Spotify Technology shares rose on Tuesday after Morgan Stanley named the music streaming platform its top media and entertainment stock pick.
The call from analyst Benjamin Swinburne highlights growing optimism around Spotify’s pricing strategy, artificial intelligence initiatives, and content expansion, which could fuel further gains after a strong year for the stock.
Analyst sees pricing power and AI as key drivers
In a research note released Monday evening, Swinburne said Spotify is entering a new pricing cycle following enhancements to its free and Premium tiers.
He believes these moves will help accelerate both revenue and subscriber growth into next year.
“Having added significant value to its free and Premium tiers, Spotify in our view kicked off a new pricing cycle this Fall and is poised to accelerate growth into next year,” Swinburne wrote.
The analyst maintained an Overweight rating and a $800 price target, implying an 18% upside from Monday’s closing price of $675.53.
Swinburne pointed to potential future price increases, AI integration, and fresh content offerings as near-term growth catalysts for the company.
He also noted that Spotify’s efforts to leverage artificial intelligence could help the platform personalize user experiences, improve discovery tools, and enhance engagement — all of which support premium conversion rates and advertising growth.
Strong performance despite mixed earnings
Swinburne’s endorsement comes after Spotify’s stock has already had an impressive run in 2025, rising 53% year-to-date and 77% over the past 12 months, far outpacing the broader S&P 500.
This strong momentum has come even as the company reported a surprise second-quarter loss in July, which temporarily dampened investor sentiment.
Despite that setback, analysts and investors have continued to bet that Spotify’s subscriber base and revenue will keep expanding.
Swinburne’s note reflects this optimism, arguing that Spotify’s strategic adjustments — including pricing changes and the integration of new AI-driven features — position it for sustained growth.
He also highlighted the company’s potential to convert free-tier users to paying customers as Spotify “continues to add new features and functionality to its Premium tier.”
Global price increases and market outlook
Spotify announced a series of price increases in August for Premium subscribers across multiple regions, including South Asia, the Middle East, Africa, Europe, Latin America, and the Asia-Pacific.

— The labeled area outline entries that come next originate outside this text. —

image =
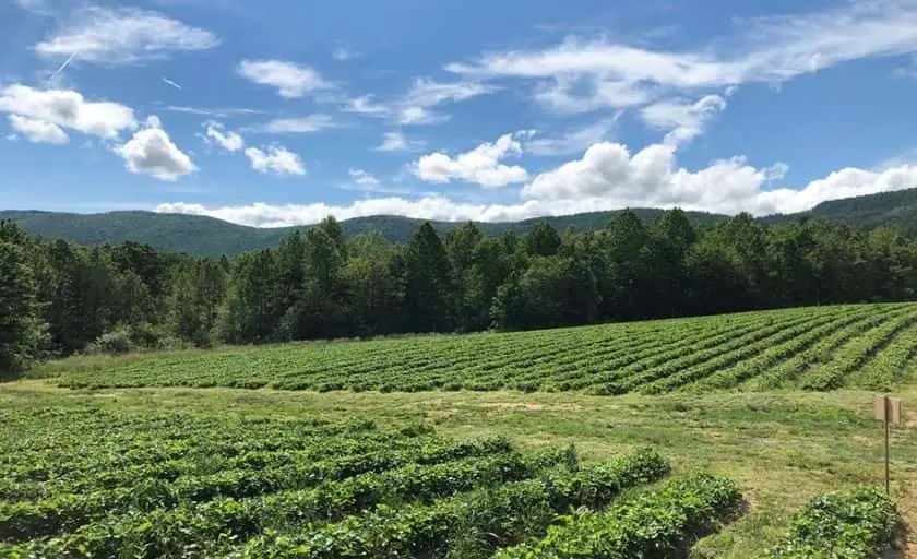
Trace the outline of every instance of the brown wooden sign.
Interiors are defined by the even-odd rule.
[[[876,419],[880,421],[889,421],[890,425],[902,425],[904,423],[904,407],[900,397],[877,397],[872,403],[872,409],[876,412]]]

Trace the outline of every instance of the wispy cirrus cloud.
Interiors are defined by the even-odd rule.
[[[445,69],[486,83],[528,80],[560,112],[644,106],[671,96],[779,83],[850,60],[917,51],[917,2],[868,0],[813,13],[758,17],[683,51],[570,37],[541,49],[485,53]]]
[[[341,127],[343,124],[334,120],[331,115],[315,114],[305,117],[275,118],[252,127],[251,130],[271,134],[309,134]]]
[[[38,56],[66,59],[79,53],[83,62],[135,64],[219,45],[207,29],[136,8],[90,5],[62,22],[35,45]]]
[[[274,87],[277,95],[288,99],[335,87],[313,68],[286,60],[242,60],[236,70],[246,80]]]
[[[410,140],[404,132],[385,132],[382,143],[373,147],[376,152],[416,152],[422,150],[426,143],[421,140]]]

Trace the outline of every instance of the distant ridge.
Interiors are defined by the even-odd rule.
[[[511,230],[524,234],[538,222],[547,221],[558,230],[598,230],[619,212],[588,212],[572,215],[536,217],[520,222],[477,223],[488,236],[499,236]],[[664,210],[633,209],[641,219],[652,223]],[[688,212],[699,225],[710,225],[725,215]],[[865,197],[823,202],[808,212],[771,215],[760,221],[766,224],[825,217],[847,223],[857,228],[893,225],[908,233],[917,231],[917,189],[884,192]],[[155,212],[107,212],[99,214],[72,214],[40,211],[0,211],[0,219],[11,219],[28,233],[46,239],[67,239],[81,245],[105,242],[121,243],[127,240],[145,242],[166,252],[187,252],[200,255],[235,255],[248,250],[276,247],[281,239],[294,230],[309,226],[260,229],[216,219],[186,214]],[[347,236],[378,230],[392,242],[406,242],[425,219],[394,215],[355,217],[341,223]],[[464,222],[431,222],[444,234]]]

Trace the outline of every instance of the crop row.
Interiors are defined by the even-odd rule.
[[[380,507],[305,533],[267,533],[242,557],[489,557],[498,547],[543,534],[559,513],[607,506],[623,489],[662,478],[668,465],[640,452],[576,473],[479,490],[432,506]]]
[[[888,389],[917,353],[915,324],[915,304],[827,306],[510,334],[237,348],[184,359],[151,356],[92,374],[64,373],[58,382],[596,394],[789,384]]]
[[[535,544],[503,549],[497,559],[618,559],[682,557],[700,536],[738,511],[741,501],[729,479],[694,474],[663,488],[585,512],[551,526]]]
[[[181,501],[253,497],[313,487],[364,473],[385,472],[407,464],[433,465],[510,451],[509,442],[501,438],[425,444],[389,453],[369,452],[278,467],[225,471],[209,476],[182,476],[174,483],[144,480],[135,487],[79,495],[64,493],[36,501],[0,501],[0,540],[16,540],[73,530],[98,516],[123,513],[131,508],[148,510],[176,507]]]
[[[842,346],[833,359],[819,370],[808,374],[802,388],[808,390],[833,390],[841,388],[847,377],[862,368],[870,358],[892,342],[895,334],[917,321],[917,313],[907,312],[884,321],[879,328]],[[868,377],[867,377],[868,378]]]
[[[259,432],[245,439],[239,432],[231,440],[218,433],[207,440],[198,435],[178,443],[155,439],[145,445],[119,451],[119,438],[92,437],[79,431],[79,437],[56,437],[60,449],[10,452],[4,459],[7,475],[0,479],[0,498],[8,500],[39,499],[67,492],[86,492],[134,486],[144,480],[174,481],[181,476],[202,476],[228,469],[278,467],[297,462],[314,462],[329,456],[372,454],[382,451],[422,448],[442,443],[426,435],[429,429],[346,432],[323,429],[325,437],[312,431],[278,431],[270,444],[261,443]],[[56,433],[60,436],[61,433]],[[92,449],[91,452],[87,450]],[[250,450],[253,449],[253,450]]]
[[[516,537],[512,534],[524,528],[526,532],[519,536],[526,535],[531,523],[546,526],[553,514],[569,507],[603,506],[622,489],[668,473],[668,465],[657,454],[641,452],[579,472],[558,469],[537,478],[511,481],[513,477],[526,474],[526,467],[517,463],[502,473],[491,471],[490,475],[496,477],[489,483],[479,477],[467,487],[478,489],[440,500],[434,499],[455,492],[448,488],[437,489],[441,487],[438,484],[451,483],[448,477],[433,475],[429,478],[436,478],[433,481],[405,478],[401,491],[406,495],[408,485],[413,484],[426,491],[426,499],[405,500],[419,501],[415,504],[378,506],[372,512],[325,525],[309,523],[308,518],[294,520],[302,506],[301,496],[291,495],[288,499],[273,496],[277,497],[273,501],[221,499],[198,507],[131,511],[121,518],[100,519],[73,534],[10,548],[22,557],[62,558],[226,556],[229,547],[235,547],[239,554],[258,557],[288,554],[343,557],[366,545],[370,546],[365,548],[369,556],[372,556],[372,549],[379,556],[383,550],[396,550],[396,547],[386,547],[390,545],[442,548],[467,534],[465,528],[472,526],[481,531],[499,531],[499,526],[504,526],[507,537]],[[407,472],[404,474],[406,476]],[[529,507],[525,508],[526,504]],[[520,516],[526,513],[534,513],[536,518]],[[277,523],[278,516],[285,521]],[[272,525],[281,530],[272,528]],[[243,545],[252,535],[257,536]],[[308,548],[311,551],[305,551],[303,545],[307,548],[320,545],[321,548],[311,547]],[[267,555],[260,555],[259,550]],[[391,552],[385,555],[392,556]]]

Analysts view these hikes as a sign that the company is confident in the value it provides and its ability to retain users despite higher prices.
The adjustments could translate into stronger revenue growth in coming quarters, particularly as Spotify pairs pricing power with enhanced features and broader AI integration.
In Tuesday afternoon trading, Spotify shares rose 2.1% to $689.82, reflecting investor enthusiasm following the Morgan Stanley note.
While competition in the streaming space remains intense, Swinburne’s call underscores Wall Street’s renewed confidence in Spotify’s ability to capitalize on innovation, pricing, and engagement to drive its next phase of growth.
With a growing global user base and strategic focus on technology and personalization, Spotify appears well-positioned to sustain its momentum heading into 2026.